The Irregular is Regular

“Disruption” sounds severe and adrenalin-inducing. Most issues are constant, minor, routine. For unforeseeable disruptions, like a crew-no show or a plane taking off late due to an open hatch, the OCC wants to return to the schedule as soon as possible. For the few rare, foreseeable events, such as an airport closure due to severe weather, a special team within the OCC would create a new schedule.

 

Unforeseeable
Like driving on a bumpy road.
The solution is better shocks or all-wheel drive.

Foreseeable
Like a road with a major traffic jam or accident. 
The solution is to re-route.

 

Managing Irregular Operations

Our client hypothesis was that to develop solutions during a disruption is hard. Instead, we found that to duty managers, who usually decide what the solution would be, this was fairly easy. However, understanding what a problem is and the impact it will have on the operation as well as communicating out decisions to the front lines were challenging.

 
 

Disconnect On Number of Options Available for Handling Disruptions

 
 

The reality is there aren't many solutions for duty managers to work with. In general, their options are:

  • Tail swap - swap planes of the same gauge so that the next flight isn't impacted

  • Change aircraft gauge - swap planes of different sizes so that the next flight isn't impacted

  • Crew swap - swap crews so that the next flight isn't impacted

  • Reserve crew - call in reserve crew so that the next flight isn't impacted

  • Quick turn - reduce time to clean and refuel between flights 

  • Speed the plane - burn extra fuel while in the air to make up for time

  • Gate swap - change gates on the ground 

 
 

The result is only two or three good, workable solutions for any given disruption. The best solution is a trade-off of different impacts – which are the most important right now?

If Developing Solutions Is Easy, Why Is Comparing Solutions Hard?

The same issues occur over and over. Duty managers learn the potential solutions.
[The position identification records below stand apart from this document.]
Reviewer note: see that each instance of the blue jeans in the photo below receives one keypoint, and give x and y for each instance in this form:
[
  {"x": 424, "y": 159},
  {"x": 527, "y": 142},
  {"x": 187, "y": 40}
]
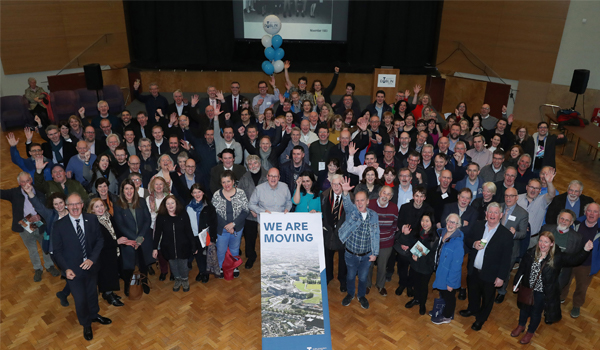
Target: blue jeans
[
  {"x": 357, "y": 265},
  {"x": 228, "y": 240}
]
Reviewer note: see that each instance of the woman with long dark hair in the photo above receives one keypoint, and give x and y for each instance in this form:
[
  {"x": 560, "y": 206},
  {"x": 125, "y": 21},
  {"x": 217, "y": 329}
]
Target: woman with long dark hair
[
  {"x": 173, "y": 232},
  {"x": 539, "y": 270},
  {"x": 370, "y": 183},
  {"x": 133, "y": 218},
  {"x": 108, "y": 274},
  {"x": 422, "y": 267},
  {"x": 449, "y": 255},
  {"x": 306, "y": 197}
]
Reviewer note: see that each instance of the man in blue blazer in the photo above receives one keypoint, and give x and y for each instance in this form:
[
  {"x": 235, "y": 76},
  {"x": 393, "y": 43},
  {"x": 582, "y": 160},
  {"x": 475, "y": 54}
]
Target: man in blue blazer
[{"x": 77, "y": 244}]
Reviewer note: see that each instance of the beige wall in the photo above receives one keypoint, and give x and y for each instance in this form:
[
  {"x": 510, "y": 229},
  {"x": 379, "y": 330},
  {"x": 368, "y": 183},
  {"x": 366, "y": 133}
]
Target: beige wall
[{"x": 45, "y": 35}]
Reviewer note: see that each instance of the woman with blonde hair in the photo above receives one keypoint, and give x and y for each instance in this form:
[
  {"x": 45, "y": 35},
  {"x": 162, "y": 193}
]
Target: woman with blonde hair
[{"x": 538, "y": 271}]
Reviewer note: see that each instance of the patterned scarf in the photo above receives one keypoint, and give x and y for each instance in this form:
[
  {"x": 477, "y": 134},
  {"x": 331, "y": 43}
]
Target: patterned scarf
[{"x": 105, "y": 221}]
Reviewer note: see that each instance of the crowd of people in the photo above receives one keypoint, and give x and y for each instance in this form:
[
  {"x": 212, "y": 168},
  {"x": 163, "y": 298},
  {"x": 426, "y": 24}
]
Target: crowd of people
[{"x": 401, "y": 187}]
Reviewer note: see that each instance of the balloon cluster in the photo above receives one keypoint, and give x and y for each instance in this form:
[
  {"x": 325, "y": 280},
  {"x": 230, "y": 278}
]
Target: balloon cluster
[{"x": 272, "y": 43}]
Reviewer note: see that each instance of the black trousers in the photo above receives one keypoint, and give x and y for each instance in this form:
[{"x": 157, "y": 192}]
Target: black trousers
[
  {"x": 342, "y": 269},
  {"x": 250, "y": 235},
  {"x": 84, "y": 290},
  {"x": 450, "y": 299},
  {"x": 481, "y": 296},
  {"x": 405, "y": 278},
  {"x": 421, "y": 286}
]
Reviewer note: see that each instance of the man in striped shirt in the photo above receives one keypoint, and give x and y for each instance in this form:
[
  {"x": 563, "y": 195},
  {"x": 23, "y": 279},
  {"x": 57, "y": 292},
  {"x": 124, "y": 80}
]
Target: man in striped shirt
[{"x": 387, "y": 212}]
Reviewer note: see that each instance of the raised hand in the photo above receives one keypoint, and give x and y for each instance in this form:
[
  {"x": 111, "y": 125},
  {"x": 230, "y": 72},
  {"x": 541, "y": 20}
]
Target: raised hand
[
  {"x": 28, "y": 134},
  {"x": 406, "y": 229},
  {"x": 185, "y": 145},
  {"x": 195, "y": 100},
  {"x": 549, "y": 175},
  {"x": 40, "y": 164},
  {"x": 12, "y": 141},
  {"x": 173, "y": 119},
  {"x": 351, "y": 149}
]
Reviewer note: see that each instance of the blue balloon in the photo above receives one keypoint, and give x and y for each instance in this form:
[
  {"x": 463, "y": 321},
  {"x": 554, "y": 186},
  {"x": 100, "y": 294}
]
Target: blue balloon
[
  {"x": 276, "y": 41},
  {"x": 279, "y": 54},
  {"x": 268, "y": 67},
  {"x": 269, "y": 53}
]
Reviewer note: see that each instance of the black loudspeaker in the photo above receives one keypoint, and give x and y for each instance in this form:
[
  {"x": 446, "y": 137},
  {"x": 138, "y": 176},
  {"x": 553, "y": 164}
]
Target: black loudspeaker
[
  {"x": 93, "y": 76},
  {"x": 579, "y": 81}
]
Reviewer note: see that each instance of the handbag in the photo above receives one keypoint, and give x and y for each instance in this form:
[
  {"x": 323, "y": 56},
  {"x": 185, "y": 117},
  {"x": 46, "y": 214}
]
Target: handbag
[
  {"x": 438, "y": 308},
  {"x": 525, "y": 296},
  {"x": 136, "y": 283}
]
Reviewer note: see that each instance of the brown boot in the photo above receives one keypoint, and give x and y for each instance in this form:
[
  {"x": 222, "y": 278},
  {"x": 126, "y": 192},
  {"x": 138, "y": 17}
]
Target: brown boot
[
  {"x": 517, "y": 331},
  {"x": 527, "y": 338}
]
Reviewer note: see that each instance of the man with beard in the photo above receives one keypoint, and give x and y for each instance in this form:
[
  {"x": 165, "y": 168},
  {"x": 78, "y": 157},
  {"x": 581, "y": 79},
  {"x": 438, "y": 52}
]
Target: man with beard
[{"x": 256, "y": 175}]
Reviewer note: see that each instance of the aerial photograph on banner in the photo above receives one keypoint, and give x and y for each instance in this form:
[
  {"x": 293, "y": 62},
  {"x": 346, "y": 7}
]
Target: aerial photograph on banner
[{"x": 292, "y": 304}]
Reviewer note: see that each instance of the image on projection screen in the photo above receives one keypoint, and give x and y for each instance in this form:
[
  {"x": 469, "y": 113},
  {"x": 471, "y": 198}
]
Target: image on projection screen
[{"x": 300, "y": 19}]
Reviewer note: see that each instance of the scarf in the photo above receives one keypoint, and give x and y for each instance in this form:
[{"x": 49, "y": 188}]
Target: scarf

However, the context (time of day, number of connections, available resources, etc.) varies, therefore so does the best solution.

Currently OCC's don't have tools to compare various metrics of a potential solution nor do they track the current cost or impact of the decisions they make.

The Opportunity

 
 

Tools at the ends of the process increase workable solutions, growing the need for solution support.

 
 

The Solution

Identify critical problems and understand impacts

Streamline execution of solutions

Develop and compare solutions

Situational Awareness will provide event notification with potential downstream impacts to enable more timely decision making.

Execution Support will streamline workflows to facilitate solution implementation from the OCC all the way to the front lines.

Solution Support will compare system-generated and user-created solutions based on user-defined metrics to enable smarter decision-making.

Offering Model

The Result

A pilot of the first tool in the suite, Situational Awareness, launched in 2018. Upon release, airlines in the pilot program saved an estimated 20 minutes per IRROP event typically caused by ineffective communication.